Car rien ne tourne rond, et ni les nouveaux règlements de compte ni la sortie de la sénatrice et maire du huitième secteur Samia Ghali sur l'armée en banlieue n'ont appaisé la situation.

Pour Jean-Claude Gaudin, «maire autosatisfait depuis 17 ans» et qui en prend pour son grade tout au long du feuilleton comme les élus de gauche, «il n’y a jamais pire nouvelle que d’apprendre qu’Yves Calvi consacre à Marseille son émission du jour, entre une spéciale sur l’Iran et l’autre sur Fukushima». Or ces temps-ci, Marseille est devenue un marronnier hebdomadaire de C dans l'air.

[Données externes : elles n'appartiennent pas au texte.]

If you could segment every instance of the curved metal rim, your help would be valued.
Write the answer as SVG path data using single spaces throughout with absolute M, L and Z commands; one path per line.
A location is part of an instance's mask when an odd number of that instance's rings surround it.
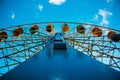
M 37 23 L 28 23 L 28 24 L 21 24 L 21 25 L 16 25 L 16 26 L 10 26 L 10 27 L 6 27 L 6 28 L 0 28 L 0 30 L 5 30 L 8 28 L 13 28 L 13 27 L 17 27 L 17 26 L 29 26 L 29 25 L 34 25 L 34 24 L 48 24 L 48 23 L 54 23 L 54 24 L 81 24 L 81 25 L 90 25 L 90 26 L 94 26 L 94 27 L 101 27 L 101 28 L 106 28 L 106 29 L 111 29 L 111 30 L 115 30 L 120 32 L 120 30 L 116 30 L 116 29 L 112 29 L 109 27 L 104 27 L 104 26 L 100 26 L 100 25 L 95 25 L 95 24 L 90 24 L 90 23 L 79 23 L 79 22 L 37 22 Z

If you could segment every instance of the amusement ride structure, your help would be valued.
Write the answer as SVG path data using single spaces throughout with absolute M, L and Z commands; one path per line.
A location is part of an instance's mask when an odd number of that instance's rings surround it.
M 55 39 L 55 35 L 58 35 Z M 66 44 L 120 71 L 120 30 L 77 22 L 39 22 L 0 29 L 0 76 L 54 42 Z M 92 65 L 92 64 L 91 64 Z

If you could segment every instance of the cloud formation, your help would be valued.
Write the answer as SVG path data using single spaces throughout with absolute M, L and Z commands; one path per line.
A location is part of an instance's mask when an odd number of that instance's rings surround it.
M 110 2 L 112 2 L 112 1 L 113 1 L 113 0 L 106 0 L 107 3 L 110 3 Z
M 39 4 L 39 5 L 38 5 L 38 8 L 39 8 L 40 11 L 42 11 L 43 5 Z
M 66 0 L 49 0 L 49 3 L 54 4 L 54 5 L 61 5 L 65 2 L 66 2 Z
M 99 20 L 101 25 L 107 26 L 109 25 L 108 18 L 110 16 L 112 16 L 112 13 L 110 11 L 107 11 L 106 9 L 99 9 L 99 12 L 94 16 L 94 20 L 95 21 Z

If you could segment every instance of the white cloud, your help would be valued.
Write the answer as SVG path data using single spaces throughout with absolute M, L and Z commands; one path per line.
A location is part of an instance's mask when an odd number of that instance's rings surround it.
M 98 20 L 98 14 L 96 14 L 95 16 L 94 16 L 94 20 Z
M 99 9 L 98 14 L 102 16 L 101 25 L 109 25 L 109 21 L 107 20 L 107 18 L 112 16 L 112 13 L 110 11 L 107 11 L 106 9 Z
M 40 11 L 42 11 L 43 5 L 39 4 L 39 5 L 38 5 L 38 8 L 39 8 Z
M 11 18 L 14 19 L 15 18 L 15 13 L 12 12 Z
M 110 3 L 110 2 L 112 2 L 112 1 L 113 1 L 113 0 L 106 0 L 107 3 Z
M 54 4 L 54 5 L 61 5 L 65 2 L 66 2 L 66 0 L 49 0 L 49 3 Z

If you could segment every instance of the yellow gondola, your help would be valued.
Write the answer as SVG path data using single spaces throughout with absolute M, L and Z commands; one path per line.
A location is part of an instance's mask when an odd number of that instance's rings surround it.
M 22 28 L 16 28 L 14 31 L 13 31 L 13 35 L 15 37 L 20 37 L 21 34 L 23 34 L 23 29 Z
M 80 34 L 84 34 L 85 33 L 85 27 L 83 25 L 78 25 L 76 30 Z
M 102 36 L 102 30 L 98 27 L 95 27 L 95 28 L 92 29 L 92 34 L 95 37 L 101 37 Z
M 62 30 L 63 30 L 63 32 L 69 32 L 70 28 L 69 28 L 68 24 L 63 24 Z
M 0 42 L 8 38 L 8 34 L 5 31 L 0 32 Z
M 39 26 L 38 25 L 33 25 L 31 28 L 30 28 L 30 33 L 31 34 L 35 34 L 36 32 L 38 32 L 39 30 Z

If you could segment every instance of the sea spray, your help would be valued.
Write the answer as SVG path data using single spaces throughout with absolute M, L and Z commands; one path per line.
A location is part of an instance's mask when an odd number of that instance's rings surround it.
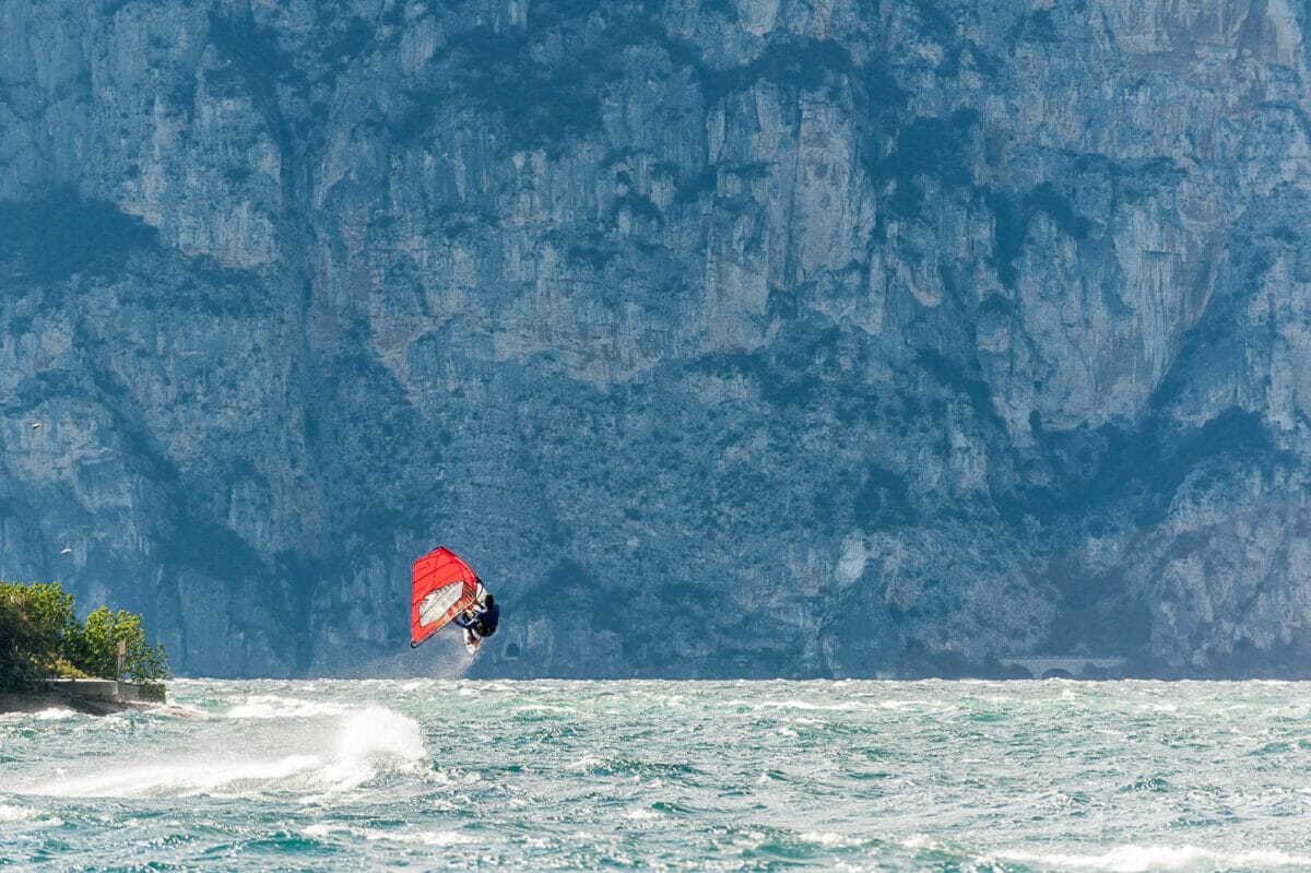
M 0 863 L 1311 868 L 1302 684 L 422 678 L 172 692 L 199 717 L 0 718 Z

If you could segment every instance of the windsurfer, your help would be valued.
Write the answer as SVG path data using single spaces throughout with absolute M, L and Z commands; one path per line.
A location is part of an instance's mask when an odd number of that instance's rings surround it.
M 481 590 L 481 579 L 479 589 Z M 501 607 L 496 604 L 494 596 L 484 594 L 481 600 L 455 616 L 454 621 L 464 628 L 464 645 L 477 648 L 482 638 L 496 633 L 496 627 L 501 621 Z

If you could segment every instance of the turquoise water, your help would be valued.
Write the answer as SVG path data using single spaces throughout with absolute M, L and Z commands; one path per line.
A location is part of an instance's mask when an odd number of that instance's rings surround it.
M 1311 684 L 176 682 L 0 716 L 37 870 L 1311 870 Z

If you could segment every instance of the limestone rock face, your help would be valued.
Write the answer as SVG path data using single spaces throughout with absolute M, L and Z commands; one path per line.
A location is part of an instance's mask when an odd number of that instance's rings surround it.
M 429 669 L 438 544 L 486 672 L 1306 672 L 1308 26 L 7 3 L 5 578 L 189 674 Z

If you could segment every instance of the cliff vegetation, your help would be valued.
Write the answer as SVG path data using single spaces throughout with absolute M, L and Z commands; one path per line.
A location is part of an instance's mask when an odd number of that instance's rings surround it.
M 29 691 L 58 676 L 160 680 L 169 676 L 168 655 L 163 644 L 149 645 L 139 615 L 100 607 L 80 621 L 73 595 L 58 582 L 0 582 L 0 691 Z

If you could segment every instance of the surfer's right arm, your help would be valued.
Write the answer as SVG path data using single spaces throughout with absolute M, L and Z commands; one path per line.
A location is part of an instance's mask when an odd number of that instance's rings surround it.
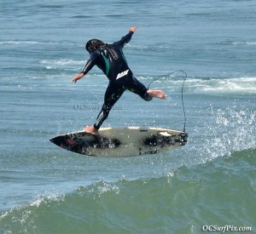
M 88 71 L 95 66 L 96 65 L 97 62 L 97 54 L 96 53 L 93 53 L 90 55 L 90 58 L 89 59 L 89 60 L 87 61 L 87 63 L 85 64 L 84 69 L 82 70 L 82 71 L 77 75 L 75 75 L 73 78 L 72 78 L 72 82 L 76 83 L 78 80 L 81 79 L 82 77 L 84 77 Z

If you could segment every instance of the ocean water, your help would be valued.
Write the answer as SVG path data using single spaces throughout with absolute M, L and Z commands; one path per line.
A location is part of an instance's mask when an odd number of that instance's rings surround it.
M 0 233 L 255 233 L 255 12 L 253 0 L 0 1 Z M 124 53 L 141 82 L 188 74 L 189 142 L 129 158 L 58 148 L 49 139 L 94 123 L 108 85 L 97 68 L 71 83 L 85 43 L 133 26 Z M 104 127 L 183 130 L 183 78 L 151 84 L 166 100 L 126 92 Z

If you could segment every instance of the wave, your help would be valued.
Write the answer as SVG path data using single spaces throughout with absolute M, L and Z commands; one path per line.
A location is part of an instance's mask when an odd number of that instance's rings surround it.
M 42 194 L 2 212 L 0 231 L 194 233 L 192 229 L 200 231 L 212 223 L 253 226 L 255 153 L 255 149 L 236 151 L 201 165 L 183 166 L 160 178 L 101 180 L 65 195 Z M 239 215 L 234 215 L 237 210 Z
M 154 77 L 140 77 L 143 80 L 154 80 Z M 183 77 L 167 77 L 160 78 L 154 85 L 163 83 L 166 88 L 180 89 L 183 84 Z M 187 78 L 184 90 L 203 93 L 246 93 L 256 94 L 256 77 L 193 77 Z

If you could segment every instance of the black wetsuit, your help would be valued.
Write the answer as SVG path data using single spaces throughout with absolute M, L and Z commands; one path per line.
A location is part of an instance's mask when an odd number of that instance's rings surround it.
M 104 104 L 94 124 L 99 129 L 104 120 L 107 119 L 111 108 L 128 89 L 145 100 L 151 100 L 147 94 L 147 88 L 133 77 L 127 65 L 122 49 L 131 39 L 133 32 L 129 32 L 119 41 L 113 44 L 103 44 L 90 53 L 90 60 L 81 71 L 84 75 L 96 65 L 109 79 L 107 88 Z

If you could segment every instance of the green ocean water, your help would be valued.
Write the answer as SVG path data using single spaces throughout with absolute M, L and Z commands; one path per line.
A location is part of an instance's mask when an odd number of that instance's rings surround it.
M 1 214 L 5 233 L 200 233 L 204 225 L 255 230 L 255 150 L 166 176 L 101 180 Z M 235 232 L 236 233 L 236 232 Z

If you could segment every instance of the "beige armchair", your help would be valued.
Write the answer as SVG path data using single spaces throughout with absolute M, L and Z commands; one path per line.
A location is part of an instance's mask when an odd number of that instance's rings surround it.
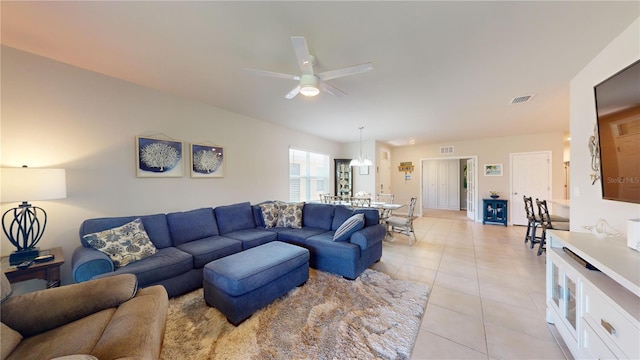
M 2 274 L 0 358 L 157 359 L 169 300 L 122 274 L 10 297 Z M 91 356 L 88 356 L 91 355 Z

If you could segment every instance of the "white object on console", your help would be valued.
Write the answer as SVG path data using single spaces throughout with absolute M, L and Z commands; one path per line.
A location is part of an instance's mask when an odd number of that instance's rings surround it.
M 635 251 L 640 251 L 640 219 L 627 221 L 627 246 Z

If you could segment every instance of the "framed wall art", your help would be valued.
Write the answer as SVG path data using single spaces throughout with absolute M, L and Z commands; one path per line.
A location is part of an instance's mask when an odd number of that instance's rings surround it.
M 502 176 L 502 164 L 484 164 L 484 176 Z
M 224 148 L 215 144 L 191 144 L 191 177 L 224 177 Z
M 183 153 L 181 141 L 136 136 L 136 176 L 182 177 Z

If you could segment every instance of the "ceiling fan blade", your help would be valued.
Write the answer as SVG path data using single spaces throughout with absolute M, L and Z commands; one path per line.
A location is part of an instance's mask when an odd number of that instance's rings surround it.
M 300 80 L 300 76 L 298 75 L 290 75 L 290 74 L 283 74 L 283 73 L 277 73 L 273 71 L 264 71 L 264 70 L 256 70 L 256 69 L 245 69 L 245 70 L 259 76 L 277 77 L 277 78 L 290 79 L 290 80 L 296 80 L 296 81 Z
M 347 95 L 346 92 L 336 88 L 335 86 L 331 86 L 329 84 L 327 84 L 326 82 L 320 82 L 320 89 L 324 92 L 327 92 L 333 96 L 337 96 L 337 97 L 343 97 L 345 95 Z
M 371 63 L 364 63 L 360 65 L 353 65 L 342 69 L 329 70 L 318 74 L 320 80 L 331 80 L 343 76 L 355 75 L 365 71 L 373 70 Z
M 284 97 L 286 99 L 293 99 L 294 97 L 296 97 L 296 95 L 298 95 L 300 93 L 300 85 L 296 86 L 295 88 L 293 88 L 293 90 L 289 91 L 289 93 L 287 95 L 285 95 Z
M 305 40 L 303 36 L 292 36 L 291 45 L 293 46 L 293 51 L 296 53 L 298 65 L 302 73 L 313 75 L 313 60 L 311 55 L 309 55 L 307 40 Z

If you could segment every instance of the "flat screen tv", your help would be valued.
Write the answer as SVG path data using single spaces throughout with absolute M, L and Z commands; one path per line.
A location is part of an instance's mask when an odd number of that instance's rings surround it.
M 594 91 L 602 198 L 640 204 L 640 60 Z

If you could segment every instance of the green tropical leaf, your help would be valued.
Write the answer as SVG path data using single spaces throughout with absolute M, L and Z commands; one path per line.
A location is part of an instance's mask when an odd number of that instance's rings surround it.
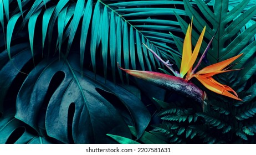
M 75 34 L 76 32 L 76 29 L 78 27 L 78 24 L 79 24 L 80 20 L 83 14 L 83 12 L 84 11 L 84 6 L 85 4 L 84 0 L 78 0 L 76 2 L 75 12 L 74 13 L 73 18 L 70 23 L 71 30 L 69 33 L 69 37 L 68 42 L 68 46 L 66 51 L 65 58 L 68 57 L 68 55 L 69 53 L 69 50 L 70 50 L 71 45 L 75 37 Z
M 101 44 L 102 44 L 102 57 L 103 60 L 103 68 L 104 69 L 104 77 L 106 79 L 106 68 L 107 64 L 107 48 L 108 48 L 108 42 L 109 42 L 109 13 L 107 12 L 107 7 L 105 6 L 104 10 L 103 11 L 103 24 L 104 25 L 103 28 L 101 28 L 102 37 L 101 37 Z M 114 23 L 115 24 L 115 23 Z M 110 32 L 110 34 L 111 32 Z M 114 35 L 114 34 L 113 34 Z
M 107 134 L 107 136 L 111 137 L 120 144 L 140 144 L 140 143 L 138 143 L 136 141 L 122 136 L 114 135 L 112 134 Z
M 54 11 L 55 6 L 50 7 L 48 8 L 44 13 L 44 15 L 43 16 L 43 22 L 42 22 L 42 34 L 43 34 L 43 51 L 44 50 L 44 42 L 46 38 L 46 33 L 47 32 L 47 29 L 49 25 L 49 22 L 50 19 L 50 17 L 53 14 L 53 11 Z
M 129 126 L 131 133 L 134 136 L 137 137 L 137 131 L 135 127 Z M 150 132 L 145 131 L 141 137 L 139 139 L 142 142 L 145 144 L 166 144 L 166 141 L 163 141 L 158 138 L 157 136 Z
M 4 13 L 6 13 L 6 19 L 7 21 L 9 20 L 9 1 L 8 0 L 2 0 L 4 8 Z
M 81 68 L 81 74 L 83 75 L 84 68 L 84 53 L 85 45 L 88 34 L 89 27 L 93 13 L 93 1 L 89 0 L 87 2 L 85 10 L 83 16 L 82 28 L 81 30 L 81 39 L 80 42 L 80 61 Z
M 7 46 L 7 53 L 10 60 L 12 59 L 11 56 L 11 42 L 12 40 L 12 37 L 15 25 L 18 20 L 18 19 L 21 17 L 21 13 L 18 13 L 12 17 L 7 24 L 7 30 L 6 34 L 6 44 Z
M 39 10 L 35 14 L 32 15 L 28 21 L 28 35 L 29 36 L 29 42 L 30 44 L 31 53 L 32 54 L 33 62 L 34 65 L 34 36 L 35 28 L 35 23 L 37 17 L 39 15 L 42 10 Z
M 24 57 L 29 52 L 29 50 L 25 50 L 18 55 Z M 31 55 L 26 57 L 28 60 L 32 59 Z M 17 63 L 18 60 L 16 58 L 12 59 Z M 70 56 L 69 59 L 77 58 L 78 56 Z M 72 142 L 71 140 L 75 143 L 111 143 L 110 140 L 103 138 L 104 135 L 112 133 L 129 137 L 127 125 L 136 127 L 138 136 L 143 133 L 150 115 L 143 104 L 140 104 L 139 100 L 131 97 L 130 93 L 120 87 L 110 84 L 105 85 L 103 78 L 98 78 L 97 83 L 93 82 L 93 74 L 88 71 L 81 79 L 78 71 L 79 64 L 75 63 L 77 62 L 73 60 L 71 61 L 73 64 L 70 64 L 69 63 L 70 59 L 65 61 L 60 61 L 58 59 L 43 60 L 37 65 L 36 69 L 29 73 L 18 95 L 16 118 L 32 127 L 40 135 L 47 135 L 64 143 Z M 7 69 L 9 67 L 9 69 L 11 63 L 7 64 L 5 68 Z M 2 69 L 1 71 L 5 70 Z M 9 72 L 10 74 L 7 75 L 15 78 L 14 73 Z M 58 84 L 52 82 L 57 79 Z M 59 85 L 58 88 L 54 85 Z M 49 89 L 52 90 L 50 94 Z M 115 104 L 116 99 L 112 101 L 107 98 L 110 95 L 107 92 L 117 96 L 115 97 L 120 96 L 120 99 L 122 99 L 119 104 L 122 104 L 122 107 L 118 105 L 121 113 L 115 108 L 117 106 Z M 132 102 L 134 104 L 131 104 Z M 99 111 L 101 111 L 100 115 Z M 40 115 L 45 116 L 38 120 Z M 123 117 L 127 119 L 125 122 Z M 53 123 L 55 125 L 52 126 Z M 85 125 L 88 127 L 86 128 L 84 128 Z M 62 131 L 56 128 L 61 128 Z
M 0 23 L 1 23 L 3 30 L 4 30 L 4 20 L 3 20 L 3 1 L 0 1 Z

Dans son dernier volet, le journaliste fait un rappel historique. Le 28 octobre 1938, un incendie se délenche dans les Nouvelles Galeries, le grand magasin de la Canebière. 73 morts. Le président du Conseil, Daladier, observe depuis l’hôtel voisin le terrible incendie et l'incapacité des pompiers à l'arrêter. «Mais qui commande ici? C’est lamentable!», s’exclame-t-il. Le maire de la ville, Henri Tasso, est destitué, la ville mise sous tutelle et un administrateur descend de Paris jouer le proconsul...

A présent, le gouvernement Ayrault souhaite imposer une métropole à Marseille.

«La semaine dernière Gaudin a parlé au Figaro, seul média qui ne lui donne pas des boutons, pour annoncer sa candidature aux prochaines municipales. Il veut mourir sur scène, comme Gaston Defferre, son idole, et pas défiler sous les sifflets, comme Henri Tasso lors de l’enterrement des victimes de l’incendie des Nouvelles Galeries.»